Die Mediziner untersuchten in ihrer zweijährigen Studie 92 Patienten mit Leberzirrhose. Nur sieben von ihnen konnte in dieser Zeit eine Spenderleber transplantiert werden. Als Entscheidungskriterium für die Dringlichkeit diente den Ärzten der MELD-Score. 44 weitere Patienten starben, ohne dass ihnen ein Ersatzorgan angeboten werden konnte. Bei 11 von ihnen war der MELD-Score unkritisch gewesen. Der sTNF-R75-Spiegel hatte sie dagegen korrekt als Risiko-Patienten ausgewiesen. Umgekehrt hätte der MELD-Score 18 der überlebenden Patienten als gefährdet eingestuft. Sieben von ihnen wiesen jedoch einen unkritischen sTNF-R75-Spiegel auf.

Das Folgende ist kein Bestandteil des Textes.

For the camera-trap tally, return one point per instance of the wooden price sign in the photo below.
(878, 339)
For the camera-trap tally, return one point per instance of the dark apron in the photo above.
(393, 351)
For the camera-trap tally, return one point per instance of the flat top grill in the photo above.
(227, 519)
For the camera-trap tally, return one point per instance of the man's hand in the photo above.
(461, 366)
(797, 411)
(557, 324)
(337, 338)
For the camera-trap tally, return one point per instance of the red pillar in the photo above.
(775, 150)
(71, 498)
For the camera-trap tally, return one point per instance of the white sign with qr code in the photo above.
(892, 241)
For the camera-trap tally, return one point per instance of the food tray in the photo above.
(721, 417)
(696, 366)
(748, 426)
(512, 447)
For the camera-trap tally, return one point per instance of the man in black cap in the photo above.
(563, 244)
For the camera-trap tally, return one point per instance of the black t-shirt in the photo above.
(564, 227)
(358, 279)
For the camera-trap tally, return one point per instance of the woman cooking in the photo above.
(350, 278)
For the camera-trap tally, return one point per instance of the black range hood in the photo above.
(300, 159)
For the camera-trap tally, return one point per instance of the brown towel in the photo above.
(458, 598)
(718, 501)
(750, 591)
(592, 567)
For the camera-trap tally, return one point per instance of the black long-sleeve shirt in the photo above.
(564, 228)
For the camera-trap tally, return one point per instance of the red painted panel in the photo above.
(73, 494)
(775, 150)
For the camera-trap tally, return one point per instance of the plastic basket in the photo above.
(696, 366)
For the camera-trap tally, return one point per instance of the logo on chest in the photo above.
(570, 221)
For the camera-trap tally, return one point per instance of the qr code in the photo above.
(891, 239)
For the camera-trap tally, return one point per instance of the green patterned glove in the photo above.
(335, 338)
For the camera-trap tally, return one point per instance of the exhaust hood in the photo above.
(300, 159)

Allerdings kann die sTNF-R75-Menge beispielsweise auch bei einer verminderten Nierenfunktion ansteigen - und zwar selbst dann, wenn die Leber noch nicht weitreichend geschädigt ist. "In Verbindung mit dem MELD-Score ist der sTNF-R75-Spiegel jedoch gut geeignet, um das Sterberisiko von Patienten mit Leberzirrhose genauer abzuschätzen", fasst Bettina Rezori die Ergebnisse zusammen. "Für die Entscheidung, wer ein Spenderorgan wirklich dringend benötigt und wer vielleicht noch warten kann, ist das eine extrem wichtige Information."